In The NeverEnding Story, the lone wolf Gmork is the physical embodiment of the Nothing, a dark force that is destroying Fantasia. When he finally meets his nemesis, the innocent child Atreyu (Noah Hathaway), Gmork tells him that the Nothing is “a kind of despair.” He says it’s a hopelessness that makes average people easier to control.
Today, in our world, one of the things the Nothing represents is the ideological threat of white supremacy and white supremacist violence against marginalized communities. And lone wolf shooters are its personification, even though they are far from lone; they are part of a vast network of radicalized whites who actively promote the genocide of minorities.

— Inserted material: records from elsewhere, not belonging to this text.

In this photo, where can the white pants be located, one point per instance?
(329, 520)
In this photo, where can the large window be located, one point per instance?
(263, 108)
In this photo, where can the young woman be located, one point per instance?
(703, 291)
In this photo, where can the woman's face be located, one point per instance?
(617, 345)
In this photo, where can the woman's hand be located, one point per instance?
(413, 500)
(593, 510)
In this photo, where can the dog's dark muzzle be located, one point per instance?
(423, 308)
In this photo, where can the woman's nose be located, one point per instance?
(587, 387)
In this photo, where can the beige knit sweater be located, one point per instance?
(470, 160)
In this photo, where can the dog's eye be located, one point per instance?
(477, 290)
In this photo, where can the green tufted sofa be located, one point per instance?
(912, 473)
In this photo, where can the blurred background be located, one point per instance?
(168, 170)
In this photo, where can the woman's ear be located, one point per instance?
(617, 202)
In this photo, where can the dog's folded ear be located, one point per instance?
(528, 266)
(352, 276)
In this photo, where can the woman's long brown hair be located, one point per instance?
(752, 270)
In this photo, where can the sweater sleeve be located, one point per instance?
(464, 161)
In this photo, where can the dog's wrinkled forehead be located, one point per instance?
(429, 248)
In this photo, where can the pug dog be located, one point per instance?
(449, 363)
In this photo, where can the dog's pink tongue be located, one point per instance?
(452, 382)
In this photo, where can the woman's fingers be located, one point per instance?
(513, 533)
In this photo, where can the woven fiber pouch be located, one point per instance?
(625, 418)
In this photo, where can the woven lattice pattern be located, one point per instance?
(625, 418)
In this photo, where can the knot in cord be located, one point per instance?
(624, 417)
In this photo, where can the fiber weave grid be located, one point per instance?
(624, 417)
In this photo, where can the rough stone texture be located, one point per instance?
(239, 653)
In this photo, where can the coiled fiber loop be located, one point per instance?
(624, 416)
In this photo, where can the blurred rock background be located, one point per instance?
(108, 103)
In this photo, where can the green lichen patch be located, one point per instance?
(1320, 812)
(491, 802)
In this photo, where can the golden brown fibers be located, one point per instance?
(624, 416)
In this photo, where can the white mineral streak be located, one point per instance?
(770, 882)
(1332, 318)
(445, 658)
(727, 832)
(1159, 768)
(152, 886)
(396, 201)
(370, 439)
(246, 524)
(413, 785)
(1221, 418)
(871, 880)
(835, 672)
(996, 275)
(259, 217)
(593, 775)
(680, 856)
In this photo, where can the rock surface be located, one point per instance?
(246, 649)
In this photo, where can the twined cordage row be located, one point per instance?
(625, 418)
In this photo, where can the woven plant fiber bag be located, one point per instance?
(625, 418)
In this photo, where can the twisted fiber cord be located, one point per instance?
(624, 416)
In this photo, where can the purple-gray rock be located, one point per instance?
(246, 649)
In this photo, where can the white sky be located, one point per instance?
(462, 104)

The American president’s ongoing anti-immigrant rhetoric about “invaders” and “invasions” has been stoking the misplaced despair of white folks who mistakenly think they are losing their country to people of color. Because of this, Latinx families are being separated without plans for reunification. The Trump administration proposed a Muslim ban even though the majority of terrorist crimes in the United States are performed by white right-wingers. Unarmed Black men are being gunned down by police, and law enforcement is complicit in upholding much of the racist rhetoric being shared daily by the president. After all, the America as we know it was founded on the notion of white supremacy. This “despair” and spiritual Nothing based in white nationalism is leading disgruntled white folks to hunt down those they perceive as threatening the white world order they feel they are owed.

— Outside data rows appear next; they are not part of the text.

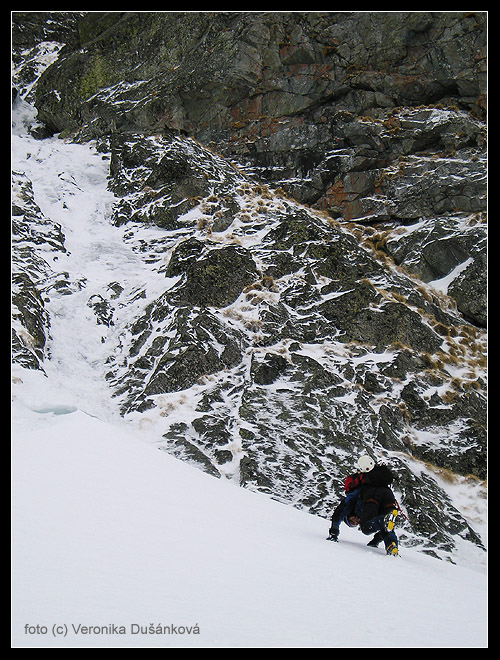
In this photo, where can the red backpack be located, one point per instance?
(353, 481)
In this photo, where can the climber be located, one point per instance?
(369, 503)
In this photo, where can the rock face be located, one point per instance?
(320, 181)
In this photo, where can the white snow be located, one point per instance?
(112, 538)
(110, 531)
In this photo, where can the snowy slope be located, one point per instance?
(107, 531)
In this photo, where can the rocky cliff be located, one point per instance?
(317, 186)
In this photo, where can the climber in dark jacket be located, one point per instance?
(370, 503)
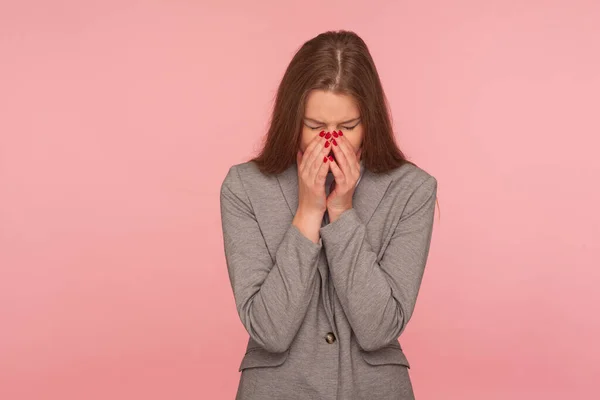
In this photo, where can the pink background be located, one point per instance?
(119, 120)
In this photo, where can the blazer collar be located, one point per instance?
(367, 195)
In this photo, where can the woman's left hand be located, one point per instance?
(346, 171)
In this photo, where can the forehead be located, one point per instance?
(328, 106)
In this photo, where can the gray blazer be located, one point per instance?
(324, 318)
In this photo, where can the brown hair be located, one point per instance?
(340, 62)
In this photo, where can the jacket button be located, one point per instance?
(330, 337)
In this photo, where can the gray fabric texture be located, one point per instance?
(360, 282)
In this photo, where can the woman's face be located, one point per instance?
(327, 111)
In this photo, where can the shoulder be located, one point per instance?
(244, 175)
(413, 181)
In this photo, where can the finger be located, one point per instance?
(340, 157)
(312, 147)
(348, 161)
(322, 172)
(320, 159)
(338, 174)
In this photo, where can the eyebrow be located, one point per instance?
(323, 123)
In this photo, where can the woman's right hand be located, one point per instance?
(312, 201)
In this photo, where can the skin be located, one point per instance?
(327, 111)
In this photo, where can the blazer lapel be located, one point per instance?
(366, 198)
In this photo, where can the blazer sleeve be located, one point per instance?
(379, 297)
(271, 294)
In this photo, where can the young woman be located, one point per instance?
(326, 235)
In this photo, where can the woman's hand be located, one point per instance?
(312, 171)
(346, 171)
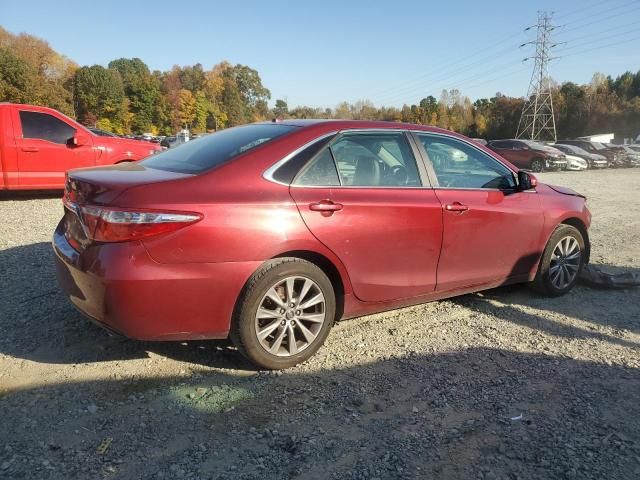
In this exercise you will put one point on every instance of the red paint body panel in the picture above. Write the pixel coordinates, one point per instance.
(390, 246)
(389, 239)
(499, 236)
(37, 164)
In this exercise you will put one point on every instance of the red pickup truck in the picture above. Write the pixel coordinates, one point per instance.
(38, 145)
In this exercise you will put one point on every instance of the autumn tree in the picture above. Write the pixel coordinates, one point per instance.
(99, 96)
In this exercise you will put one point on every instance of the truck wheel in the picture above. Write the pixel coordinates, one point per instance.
(284, 313)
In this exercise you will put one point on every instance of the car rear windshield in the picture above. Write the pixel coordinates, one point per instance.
(212, 150)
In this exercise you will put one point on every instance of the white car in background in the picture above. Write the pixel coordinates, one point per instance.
(576, 163)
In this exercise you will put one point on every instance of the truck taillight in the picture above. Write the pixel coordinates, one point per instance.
(107, 224)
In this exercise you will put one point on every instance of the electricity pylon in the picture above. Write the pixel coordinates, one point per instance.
(537, 121)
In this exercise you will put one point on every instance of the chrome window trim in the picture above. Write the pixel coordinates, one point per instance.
(268, 174)
(472, 145)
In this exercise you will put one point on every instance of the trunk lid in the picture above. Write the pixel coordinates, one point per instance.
(103, 186)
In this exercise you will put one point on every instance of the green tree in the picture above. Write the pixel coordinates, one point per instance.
(19, 80)
(142, 90)
(99, 94)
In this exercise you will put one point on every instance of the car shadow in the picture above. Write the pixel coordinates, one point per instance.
(475, 413)
(596, 310)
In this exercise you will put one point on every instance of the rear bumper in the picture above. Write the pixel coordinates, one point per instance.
(122, 289)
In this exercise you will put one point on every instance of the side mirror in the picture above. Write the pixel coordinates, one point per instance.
(79, 139)
(526, 181)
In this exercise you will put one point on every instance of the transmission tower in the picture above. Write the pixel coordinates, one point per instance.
(537, 121)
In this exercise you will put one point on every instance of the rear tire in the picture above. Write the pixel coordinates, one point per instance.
(561, 262)
(284, 313)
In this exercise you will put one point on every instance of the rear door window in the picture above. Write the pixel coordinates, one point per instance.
(215, 149)
(43, 126)
(460, 165)
(375, 160)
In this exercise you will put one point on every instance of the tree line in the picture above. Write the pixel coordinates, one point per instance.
(127, 97)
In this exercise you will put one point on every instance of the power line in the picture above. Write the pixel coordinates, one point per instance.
(602, 46)
(596, 40)
(600, 18)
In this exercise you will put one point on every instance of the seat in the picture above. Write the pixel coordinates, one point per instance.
(367, 172)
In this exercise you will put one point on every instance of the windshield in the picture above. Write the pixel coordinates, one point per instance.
(212, 150)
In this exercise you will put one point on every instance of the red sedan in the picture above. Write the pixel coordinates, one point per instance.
(270, 232)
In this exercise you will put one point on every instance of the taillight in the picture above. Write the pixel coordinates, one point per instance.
(107, 224)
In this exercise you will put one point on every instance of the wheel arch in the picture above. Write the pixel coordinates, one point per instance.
(330, 270)
(582, 228)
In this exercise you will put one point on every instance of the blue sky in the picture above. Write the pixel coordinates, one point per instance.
(321, 53)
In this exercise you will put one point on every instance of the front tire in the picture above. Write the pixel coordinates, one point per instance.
(561, 262)
(284, 314)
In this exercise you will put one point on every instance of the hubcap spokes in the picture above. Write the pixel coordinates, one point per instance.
(290, 316)
(565, 262)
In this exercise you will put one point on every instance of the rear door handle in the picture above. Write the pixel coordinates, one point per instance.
(457, 207)
(325, 206)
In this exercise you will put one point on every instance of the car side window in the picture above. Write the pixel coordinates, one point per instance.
(320, 171)
(460, 165)
(376, 159)
(43, 126)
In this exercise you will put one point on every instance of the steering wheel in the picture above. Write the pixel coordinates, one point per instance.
(399, 175)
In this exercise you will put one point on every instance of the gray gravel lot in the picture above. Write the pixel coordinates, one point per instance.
(499, 385)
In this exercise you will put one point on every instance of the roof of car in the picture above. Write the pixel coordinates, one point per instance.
(356, 124)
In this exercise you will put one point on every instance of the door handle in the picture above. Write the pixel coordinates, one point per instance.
(457, 207)
(325, 206)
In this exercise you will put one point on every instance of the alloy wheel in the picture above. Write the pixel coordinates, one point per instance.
(565, 262)
(290, 316)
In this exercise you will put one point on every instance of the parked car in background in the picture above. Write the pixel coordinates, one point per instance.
(628, 156)
(575, 163)
(270, 232)
(595, 147)
(529, 155)
(593, 160)
(38, 145)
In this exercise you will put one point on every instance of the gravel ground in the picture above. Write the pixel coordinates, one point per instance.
(499, 385)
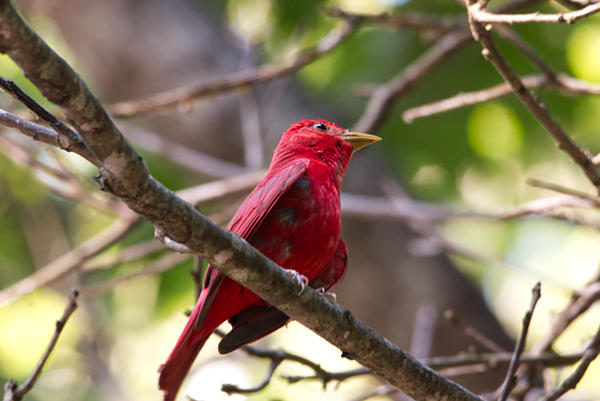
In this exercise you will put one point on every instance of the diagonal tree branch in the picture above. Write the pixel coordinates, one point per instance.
(14, 392)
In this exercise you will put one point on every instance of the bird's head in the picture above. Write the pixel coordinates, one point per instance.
(322, 140)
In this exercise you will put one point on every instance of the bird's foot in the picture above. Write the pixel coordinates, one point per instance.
(329, 295)
(299, 278)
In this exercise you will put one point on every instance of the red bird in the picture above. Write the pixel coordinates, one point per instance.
(293, 217)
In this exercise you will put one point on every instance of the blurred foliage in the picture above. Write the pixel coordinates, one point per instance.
(477, 157)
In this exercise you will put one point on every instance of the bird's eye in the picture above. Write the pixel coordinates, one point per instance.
(320, 126)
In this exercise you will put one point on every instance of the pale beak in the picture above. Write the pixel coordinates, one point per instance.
(358, 140)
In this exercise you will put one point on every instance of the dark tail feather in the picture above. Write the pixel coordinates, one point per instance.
(174, 370)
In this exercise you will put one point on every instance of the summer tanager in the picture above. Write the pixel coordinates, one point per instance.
(293, 217)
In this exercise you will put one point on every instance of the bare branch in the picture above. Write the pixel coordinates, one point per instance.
(511, 378)
(14, 392)
(173, 97)
(590, 353)
(66, 139)
(563, 83)
(166, 262)
(530, 100)
(384, 96)
(563, 190)
(425, 23)
(232, 388)
(470, 331)
(577, 305)
(200, 163)
(69, 262)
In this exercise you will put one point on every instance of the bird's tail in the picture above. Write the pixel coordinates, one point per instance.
(174, 370)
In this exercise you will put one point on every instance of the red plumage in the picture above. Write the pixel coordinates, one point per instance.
(293, 217)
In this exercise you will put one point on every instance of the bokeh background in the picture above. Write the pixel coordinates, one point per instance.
(476, 158)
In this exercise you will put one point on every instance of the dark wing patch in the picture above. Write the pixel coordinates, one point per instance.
(251, 324)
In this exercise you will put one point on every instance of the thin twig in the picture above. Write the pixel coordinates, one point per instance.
(69, 262)
(580, 302)
(383, 390)
(237, 80)
(164, 263)
(384, 96)
(426, 23)
(511, 378)
(563, 190)
(566, 84)
(470, 331)
(14, 392)
(536, 59)
(232, 388)
(529, 99)
(183, 156)
(590, 353)
(487, 17)
(66, 139)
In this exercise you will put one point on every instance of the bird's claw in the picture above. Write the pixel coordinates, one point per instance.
(329, 295)
(175, 246)
(299, 278)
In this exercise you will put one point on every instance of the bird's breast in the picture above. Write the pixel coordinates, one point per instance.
(302, 230)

You can see the Nothing in the dead eyes but beaming smiles of Trump and Melania as they hold a baby orphaned by Trump’s own racist calls-to-(white)-arms in El Paso. Trump giving a thumb’s up to signal that his divisive rhetoric has been successful is further evidence that the darkness in his soul is pervasive and fundamental. “I really don’t care, do you?” is one of the First Lady’s signature catchphrases.
Mass shootings in schools, festivals, churches, synagogues, movie theaters, and so many other public spaces have people — in particular minorities and marginalized folks — terrified to exist outside of their own homes. Yet, only a few people in power are willing to call any of this terrorism when it clearly fits the legal definition.

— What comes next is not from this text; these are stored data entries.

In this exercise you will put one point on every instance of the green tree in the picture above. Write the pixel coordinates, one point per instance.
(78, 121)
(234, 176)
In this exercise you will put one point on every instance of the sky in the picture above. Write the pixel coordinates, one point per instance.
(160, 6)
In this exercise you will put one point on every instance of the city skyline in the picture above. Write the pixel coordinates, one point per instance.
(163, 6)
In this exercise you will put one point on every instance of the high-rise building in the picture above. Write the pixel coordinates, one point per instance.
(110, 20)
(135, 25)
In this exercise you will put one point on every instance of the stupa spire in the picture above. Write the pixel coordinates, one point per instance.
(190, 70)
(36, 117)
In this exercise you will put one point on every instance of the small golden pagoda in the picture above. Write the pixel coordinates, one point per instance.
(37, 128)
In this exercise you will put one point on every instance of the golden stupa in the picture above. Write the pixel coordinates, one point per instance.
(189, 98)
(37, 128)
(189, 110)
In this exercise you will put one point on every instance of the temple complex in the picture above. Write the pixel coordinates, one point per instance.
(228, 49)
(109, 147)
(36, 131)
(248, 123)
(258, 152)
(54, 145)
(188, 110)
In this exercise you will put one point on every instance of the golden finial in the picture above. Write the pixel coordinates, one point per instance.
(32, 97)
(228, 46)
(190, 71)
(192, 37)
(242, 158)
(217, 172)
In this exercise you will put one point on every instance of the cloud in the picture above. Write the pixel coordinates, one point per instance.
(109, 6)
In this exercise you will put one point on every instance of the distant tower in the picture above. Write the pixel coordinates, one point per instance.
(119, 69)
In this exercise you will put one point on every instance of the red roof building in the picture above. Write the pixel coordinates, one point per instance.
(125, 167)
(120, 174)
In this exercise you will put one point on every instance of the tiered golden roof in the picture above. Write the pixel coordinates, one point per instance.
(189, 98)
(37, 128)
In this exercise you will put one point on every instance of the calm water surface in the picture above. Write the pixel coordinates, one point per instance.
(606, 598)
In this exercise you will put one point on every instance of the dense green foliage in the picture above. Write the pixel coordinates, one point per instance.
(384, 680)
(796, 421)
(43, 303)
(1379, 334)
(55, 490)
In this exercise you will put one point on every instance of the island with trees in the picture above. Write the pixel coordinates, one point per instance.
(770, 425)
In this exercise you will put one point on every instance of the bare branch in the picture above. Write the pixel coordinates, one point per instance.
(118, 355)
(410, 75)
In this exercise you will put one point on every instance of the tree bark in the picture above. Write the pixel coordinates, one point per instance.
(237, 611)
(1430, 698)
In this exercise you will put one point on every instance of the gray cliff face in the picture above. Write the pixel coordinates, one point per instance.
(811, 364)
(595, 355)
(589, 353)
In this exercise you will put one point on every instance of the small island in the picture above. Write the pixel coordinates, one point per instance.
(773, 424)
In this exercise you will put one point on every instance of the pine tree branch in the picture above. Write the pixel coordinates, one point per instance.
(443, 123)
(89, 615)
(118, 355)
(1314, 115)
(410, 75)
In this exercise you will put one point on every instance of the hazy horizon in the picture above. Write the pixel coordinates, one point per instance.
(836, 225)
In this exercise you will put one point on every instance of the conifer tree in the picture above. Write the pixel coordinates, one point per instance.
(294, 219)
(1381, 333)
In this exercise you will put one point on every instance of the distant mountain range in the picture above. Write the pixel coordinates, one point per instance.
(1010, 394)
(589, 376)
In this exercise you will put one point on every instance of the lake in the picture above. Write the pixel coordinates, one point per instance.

But the Nothing and its devastating presence as represented by the Trump regime doesn’t only extend to destructive white nationalism. They have rolled back environmental protections helping curb climate change. Offshore oil drilling has resumed even as it risks people’s access to clean water as well as environmental damage. They have undone protections for LGBTQ students in schools. People are dying while rationing their medicine because of new policies that favor pharmaceutical companies rather than American citizens. The Endangered Species Act is being gutted, as well as protections for national parks. And so much more. The Nothing isn’t just a threat to Fantasia anymore. It’s a threat to life here on Earth.
When The NeverEnding Story comes to a close, we learn that Atreyu had lived his part of the story many times before. The fight against apathy and hopelessness is a story that never ends. Unfortunately, the lone wolf as an agent of the Nothing embodied by today’s mass shooters and the political regime that encourages their violence is a modern reading of this narrative that only makes The NeverEnding Story even more relevant and timeless for its 35th birthday. For people of color, fighting white supremacy is also a never-ending story.
The NeverEnding Story hinges on the Empress (Tami Stronach) needing and getting a new name to save her world. In our current human story, we need people in power to have the courage to call things by the name that already exists. In the case of lone wolf white supremacist shooters, that name is “terrorist.” Use it.